Moneybox

Elon Musk Does Not Accept Your Accounting Principles

MIAMI, FL - JUNE 06: People walk out of a Tesla motor company dealership in the Dadeland Mall on June 6, 2013 in Miami, Florida.

Photo by Joe Raedle/Getty Images

Tesla somewhat unexpectedly earned a modest profit in the first quarter of this year, which naturally raised expectations for the following quarter. And in a letter to shareholders pegged to today’s earnings release (PDF), CEO Elon Musk claims victory: “While profits were still modest in absolute terms and not our primary mission, net income increased by 70% from last quarter, driven by record Model S deliveries and a significant improvement in automotive gross margin.”

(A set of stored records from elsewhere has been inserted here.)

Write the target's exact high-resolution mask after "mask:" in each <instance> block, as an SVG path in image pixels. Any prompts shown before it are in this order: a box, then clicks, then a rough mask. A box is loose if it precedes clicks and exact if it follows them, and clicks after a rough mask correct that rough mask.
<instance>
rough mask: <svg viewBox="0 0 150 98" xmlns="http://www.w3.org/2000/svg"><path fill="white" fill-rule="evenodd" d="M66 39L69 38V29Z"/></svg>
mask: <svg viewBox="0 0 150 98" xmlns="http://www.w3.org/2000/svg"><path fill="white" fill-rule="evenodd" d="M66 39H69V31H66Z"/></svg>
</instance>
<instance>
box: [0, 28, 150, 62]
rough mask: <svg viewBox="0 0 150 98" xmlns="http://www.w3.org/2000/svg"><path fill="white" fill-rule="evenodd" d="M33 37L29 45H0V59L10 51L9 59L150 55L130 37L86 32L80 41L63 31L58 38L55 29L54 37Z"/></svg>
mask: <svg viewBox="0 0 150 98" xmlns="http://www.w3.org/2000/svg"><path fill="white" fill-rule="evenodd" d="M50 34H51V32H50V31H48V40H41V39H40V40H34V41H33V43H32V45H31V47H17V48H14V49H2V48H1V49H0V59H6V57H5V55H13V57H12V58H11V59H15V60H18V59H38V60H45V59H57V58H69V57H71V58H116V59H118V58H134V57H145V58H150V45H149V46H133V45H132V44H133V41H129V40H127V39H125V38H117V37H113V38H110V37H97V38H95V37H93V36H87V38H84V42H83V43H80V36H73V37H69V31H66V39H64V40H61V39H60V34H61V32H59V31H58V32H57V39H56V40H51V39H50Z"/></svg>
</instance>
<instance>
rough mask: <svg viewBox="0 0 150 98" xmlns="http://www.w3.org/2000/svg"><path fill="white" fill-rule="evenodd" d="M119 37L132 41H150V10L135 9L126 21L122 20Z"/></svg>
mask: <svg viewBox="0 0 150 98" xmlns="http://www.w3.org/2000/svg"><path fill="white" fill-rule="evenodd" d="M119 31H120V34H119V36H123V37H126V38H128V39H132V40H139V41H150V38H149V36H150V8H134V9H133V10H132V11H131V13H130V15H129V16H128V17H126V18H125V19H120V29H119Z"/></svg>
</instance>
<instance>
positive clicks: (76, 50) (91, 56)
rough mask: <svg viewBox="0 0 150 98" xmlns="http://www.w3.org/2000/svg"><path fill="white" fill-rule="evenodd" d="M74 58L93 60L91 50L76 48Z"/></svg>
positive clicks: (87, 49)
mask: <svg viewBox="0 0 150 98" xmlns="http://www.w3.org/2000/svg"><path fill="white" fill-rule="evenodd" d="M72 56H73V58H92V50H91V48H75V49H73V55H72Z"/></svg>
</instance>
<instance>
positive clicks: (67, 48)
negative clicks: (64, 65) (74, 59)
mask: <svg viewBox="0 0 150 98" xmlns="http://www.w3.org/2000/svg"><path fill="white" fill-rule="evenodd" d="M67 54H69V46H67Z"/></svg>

Delve into the report, however, and this turns out to be not quite as simple as it seems. Publicly traded companies are obliged to report earnings in terms of what are known as Generally Accepted Accounting Principles (GAAP) and that 70 percent increase in based on a non-GAAP measure.

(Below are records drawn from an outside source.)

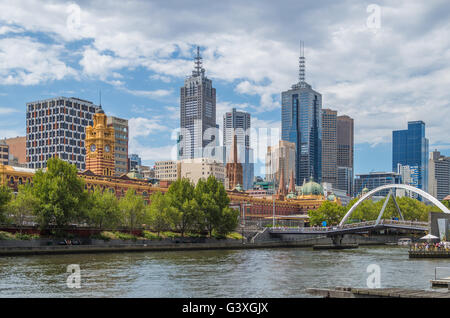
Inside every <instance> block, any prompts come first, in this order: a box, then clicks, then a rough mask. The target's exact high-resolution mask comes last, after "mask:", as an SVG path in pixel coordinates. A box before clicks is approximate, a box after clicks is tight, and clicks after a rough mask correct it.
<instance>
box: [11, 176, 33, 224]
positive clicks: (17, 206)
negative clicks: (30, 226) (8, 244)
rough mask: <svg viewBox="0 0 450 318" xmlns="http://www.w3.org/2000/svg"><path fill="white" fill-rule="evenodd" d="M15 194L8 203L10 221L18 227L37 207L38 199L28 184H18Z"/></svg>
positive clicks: (32, 213) (30, 216) (27, 217)
mask: <svg viewBox="0 0 450 318" xmlns="http://www.w3.org/2000/svg"><path fill="white" fill-rule="evenodd" d="M18 190H19V191H18V193H17V196H16V197H15V198H14V199H12V200H11V201H10V202H9V204H8V211H9V212H10V214H11V219H12V222H13V223H14V224H15V225H17V226H19V228H20V229H22V227H23V226H24V224H25V221H26V220H27V219H30V218H31V217H32V216H33V215H35V214H36V212H37V211H38V209H39V199H38V198H37V197H36V196H35V195H34V193H33V188H32V187H31V185H30V184H28V183H27V184H25V185H19V189H18Z"/></svg>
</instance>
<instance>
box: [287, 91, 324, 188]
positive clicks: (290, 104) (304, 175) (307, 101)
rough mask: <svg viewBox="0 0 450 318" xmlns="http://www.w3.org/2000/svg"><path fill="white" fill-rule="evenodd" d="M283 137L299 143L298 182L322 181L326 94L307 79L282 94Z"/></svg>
mask: <svg viewBox="0 0 450 318" xmlns="http://www.w3.org/2000/svg"><path fill="white" fill-rule="evenodd" d="M281 139H282V140H286V141H289V142H292V143H294V144H295V146H296V159H295V163H296V167H295V172H296V178H295V179H296V184H297V185H300V184H302V183H303V180H305V179H306V180H308V179H309V178H310V177H311V176H312V177H313V179H314V180H315V181H316V182H319V183H320V182H322V95H321V94H320V93H318V92H316V91H315V90H313V89H312V88H311V85H309V84H307V83H306V82H299V83H298V84H295V85H293V86H292V88H291V89H290V90H288V91H285V92H283V93H282V94H281Z"/></svg>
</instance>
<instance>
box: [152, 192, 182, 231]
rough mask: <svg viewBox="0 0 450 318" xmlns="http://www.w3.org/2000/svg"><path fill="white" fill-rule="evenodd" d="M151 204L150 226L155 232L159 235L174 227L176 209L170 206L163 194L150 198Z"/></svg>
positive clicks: (165, 197) (177, 218)
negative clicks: (155, 231) (174, 219)
mask: <svg viewBox="0 0 450 318" xmlns="http://www.w3.org/2000/svg"><path fill="white" fill-rule="evenodd" d="M150 201H151V204H150V205H149V206H148V215H147V216H148V218H147V219H148V224H149V225H150V226H151V228H152V229H153V230H155V231H156V232H157V233H158V236H159V233H160V232H161V231H163V230H167V229H169V228H170V226H171V225H172V224H171V223H172V221H173V219H174V218H176V219H177V220H178V217H177V216H175V215H176V214H175V211H173V210H175V208H174V207H172V206H170V202H169V200H168V198H167V197H166V196H165V195H163V194H162V193H161V192H159V191H158V192H155V193H153V194H152V196H151V198H150Z"/></svg>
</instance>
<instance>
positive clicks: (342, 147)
mask: <svg viewBox="0 0 450 318" xmlns="http://www.w3.org/2000/svg"><path fill="white" fill-rule="evenodd" d="M353 141H354V121H353V118H351V117H349V116H347V115H342V116H337V161H336V164H337V170H338V174H337V186H336V188H337V189H339V190H344V191H346V193H347V195H349V196H353V174H354V167H353V165H354V159H353V156H354V143H353Z"/></svg>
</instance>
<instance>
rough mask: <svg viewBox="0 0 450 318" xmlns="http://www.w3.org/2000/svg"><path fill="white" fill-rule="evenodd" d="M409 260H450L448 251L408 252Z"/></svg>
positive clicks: (415, 251) (411, 251)
mask: <svg viewBox="0 0 450 318" xmlns="http://www.w3.org/2000/svg"><path fill="white" fill-rule="evenodd" d="M409 258H450V251H409Z"/></svg>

The use of non-GAAP measures in a young and growing company should by no means be necessarily seen as a red flag, but it is worth understanding what’s going on here. The basic issue is that Tesla’s cars are near-universally praised but also very expensive. So to help put people in cars, Tesla rolled out an innovative loan/purchase/buyback scheme that lets people basically lease the cars but with Tesla getting all the money up front via a financing arrangement with Wells Fargo or US Bank. GAAP rules, however, require Tesla to account for this like a lease with money coming in dribs and drabs over the course of the three-year term covered by the buyback guarantee. Measured in those GAAP terms, Tesla lost money.

Their preferred non-GAAP measure asks a bit more simplistically “did we add more money to the bank account by selling cars than we spent building cars?” and the answer is “yes.”

Non-GAAP account is sometimes very dodgy (see, e.g., Groupon) but in this case it seems entirely defensible to me. Tesla is obviously still a very small company at this point and its future doesn’t particularly hinge on Fiscal Year 2013 profitability. The important thing for the company is to keep building out its charging infrastructure, to get better at manufacturing its cars, and ultimately to produce something more affordable than the Model S. The message of their non-GAAP number is that they’re essentially on track. More people have Teslas than did a quarter ago, and Tesla has more money than it did a quarter ago. Whether you want to say that’s “really” profitable or not, the bottom line is that Tesla has the financial resources to continue ahead with its strategy and that’s what really counts.